Il est fréquent de considérer la personne et la musique de Bach comme des cas à part dans l’histoire des arts et des idées[1]. Et le sujet que nous avons l’ambition de traiter aujourd’hui ne peut que le confirmer. Aussi faudra-t-il nous préparer à entrer dans un monde étrange, voire surprenant, qui associe la rhétorique musicale d’un XVIIIe siècle complexe en ce domaine, à la symbolique si particulière du courant rose-croix tel qu’il fut vécu par Bach de façon parfois anachronique certes, mais à coup sûr très intense. Car à travers les références rosicruciennes, ce sont, outre de très profondes aspirations politiques et religieuses qu’incarnait ce courant à ses débuts, ses propres souffrances, blessures, amputations douloureuses que Bach exprime et tente de conjurer. Pour faciliter la compréhension de semblables procédés d’écriture, nous présenterons dans cette brève introduction les grands mécanismes stylistiques, politiques et spirituels qui ont animé cette rhétorique fondée sur les Nombres dans leur dimension symbolique, voire eschatologique. Puis, nous traduirons concrètement par l’analyse aussi bien stylistique que numérique et bien sûr instrumentale, les exemples qui nous ont paru les plus significatifs. À l’issue de ces remarques que nous espérons éclairantes, nous écouterons peut-être différemment l’ensemble de la sonate, sensibles certes aux effets lyriques puissants qui se dégagent de l’écriture mais auxquels se mêlent sous le voile des Nombres des visées d’une tout autre ampleur.

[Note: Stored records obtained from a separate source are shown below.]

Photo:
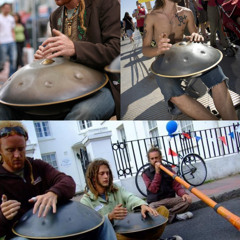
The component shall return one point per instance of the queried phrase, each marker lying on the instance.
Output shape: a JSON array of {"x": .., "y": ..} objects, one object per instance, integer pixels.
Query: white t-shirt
[{"x": 7, "y": 24}]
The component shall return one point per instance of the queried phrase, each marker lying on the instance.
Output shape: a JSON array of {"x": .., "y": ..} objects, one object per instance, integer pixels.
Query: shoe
[
  {"x": 184, "y": 216},
  {"x": 175, "y": 237}
]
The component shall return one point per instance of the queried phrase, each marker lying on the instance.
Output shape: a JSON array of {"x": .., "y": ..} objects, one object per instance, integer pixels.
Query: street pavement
[{"x": 141, "y": 98}]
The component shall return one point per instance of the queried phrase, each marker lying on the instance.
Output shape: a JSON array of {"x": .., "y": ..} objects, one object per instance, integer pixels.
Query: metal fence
[{"x": 210, "y": 143}]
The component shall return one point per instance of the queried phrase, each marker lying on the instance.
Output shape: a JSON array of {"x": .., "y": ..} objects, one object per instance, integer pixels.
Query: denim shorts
[{"x": 171, "y": 87}]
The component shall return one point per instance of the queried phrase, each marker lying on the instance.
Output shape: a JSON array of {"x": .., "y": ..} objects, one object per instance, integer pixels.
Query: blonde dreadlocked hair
[
  {"x": 81, "y": 14},
  {"x": 92, "y": 174}
]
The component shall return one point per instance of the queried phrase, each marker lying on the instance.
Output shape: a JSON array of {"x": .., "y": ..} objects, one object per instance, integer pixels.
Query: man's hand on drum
[
  {"x": 59, "y": 45},
  {"x": 195, "y": 37},
  {"x": 9, "y": 208},
  {"x": 145, "y": 209},
  {"x": 118, "y": 213},
  {"x": 163, "y": 44},
  {"x": 44, "y": 203}
]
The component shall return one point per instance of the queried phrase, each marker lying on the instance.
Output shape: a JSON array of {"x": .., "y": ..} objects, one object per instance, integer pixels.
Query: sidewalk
[
  {"x": 219, "y": 191},
  {"x": 141, "y": 98}
]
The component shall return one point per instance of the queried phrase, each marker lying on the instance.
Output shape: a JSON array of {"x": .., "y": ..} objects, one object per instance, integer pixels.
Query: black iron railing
[{"x": 210, "y": 143}]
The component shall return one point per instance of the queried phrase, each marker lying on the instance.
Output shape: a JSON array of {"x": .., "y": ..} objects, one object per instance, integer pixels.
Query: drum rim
[
  {"x": 191, "y": 74},
  {"x": 141, "y": 230},
  {"x": 58, "y": 102}
]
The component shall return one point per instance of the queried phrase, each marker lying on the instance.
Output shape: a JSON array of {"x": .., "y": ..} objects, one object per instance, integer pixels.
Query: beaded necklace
[{"x": 70, "y": 20}]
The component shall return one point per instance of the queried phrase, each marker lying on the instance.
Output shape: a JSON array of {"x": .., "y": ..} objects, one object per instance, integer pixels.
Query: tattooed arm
[{"x": 148, "y": 35}]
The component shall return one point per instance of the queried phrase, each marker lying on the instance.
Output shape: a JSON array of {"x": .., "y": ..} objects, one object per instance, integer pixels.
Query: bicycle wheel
[
  {"x": 193, "y": 169},
  {"x": 141, "y": 187}
]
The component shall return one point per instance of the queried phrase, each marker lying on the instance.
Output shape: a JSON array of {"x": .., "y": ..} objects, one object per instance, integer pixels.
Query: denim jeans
[
  {"x": 99, "y": 106},
  {"x": 105, "y": 232},
  {"x": 171, "y": 87},
  {"x": 10, "y": 50}
]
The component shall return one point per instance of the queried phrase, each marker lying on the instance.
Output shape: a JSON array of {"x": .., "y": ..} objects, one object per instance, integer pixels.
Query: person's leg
[
  {"x": 99, "y": 106},
  {"x": 8, "y": 113},
  {"x": 216, "y": 80},
  {"x": 171, "y": 89},
  {"x": 106, "y": 231},
  {"x": 192, "y": 108},
  {"x": 223, "y": 102},
  {"x": 12, "y": 57}
]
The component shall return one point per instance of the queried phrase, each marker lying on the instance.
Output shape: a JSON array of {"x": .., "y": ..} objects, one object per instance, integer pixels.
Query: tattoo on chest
[{"x": 181, "y": 19}]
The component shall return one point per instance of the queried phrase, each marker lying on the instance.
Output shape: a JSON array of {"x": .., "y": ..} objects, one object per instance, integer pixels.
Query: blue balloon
[{"x": 171, "y": 127}]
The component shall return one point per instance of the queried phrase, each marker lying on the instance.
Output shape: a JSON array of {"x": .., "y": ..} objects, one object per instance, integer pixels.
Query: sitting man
[
  {"x": 88, "y": 33},
  {"x": 166, "y": 24},
  {"x": 27, "y": 183},
  {"x": 161, "y": 189},
  {"x": 109, "y": 199}
]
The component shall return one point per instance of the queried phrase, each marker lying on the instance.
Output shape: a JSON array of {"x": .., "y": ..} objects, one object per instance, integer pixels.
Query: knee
[{"x": 176, "y": 99}]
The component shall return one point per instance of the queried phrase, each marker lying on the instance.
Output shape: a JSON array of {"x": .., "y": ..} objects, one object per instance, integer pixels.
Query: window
[
  {"x": 153, "y": 132},
  {"x": 85, "y": 124},
  {"x": 42, "y": 129},
  {"x": 186, "y": 126},
  {"x": 50, "y": 158}
]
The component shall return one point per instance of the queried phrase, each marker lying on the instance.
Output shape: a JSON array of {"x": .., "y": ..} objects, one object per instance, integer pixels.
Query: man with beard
[
  {"x": 86, "y": 32},
  {"x": 110, "y": 200},
  {"x": 27, "y": 183},
  {"x": 161, "y": 189},
  {"x": 166, "y": 24}
]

I : Les Nombres comme essence du réel.

Dans le contexte qui nous occupe, les Nombres sont à penser non pas dans un espace de calcul, mais dans cet imaginaire symbolique qu’on appelle aujourd’hui ésotérique et dont les XVI-XVIIIe siècles avaient conservé la dimension sacrée. À cet égard, Bach n’est pas de son temps ; il baigne dans un espace-temps préscientifique dont les éléments ne pouvaient se concevoir hors d’un principe divin et que l’histoire des siècles passés (les réformes du XVIe siècle et la reconquête catholique par les Habsbourg au XVIIe siècle) obère d’un poids apocalyptique.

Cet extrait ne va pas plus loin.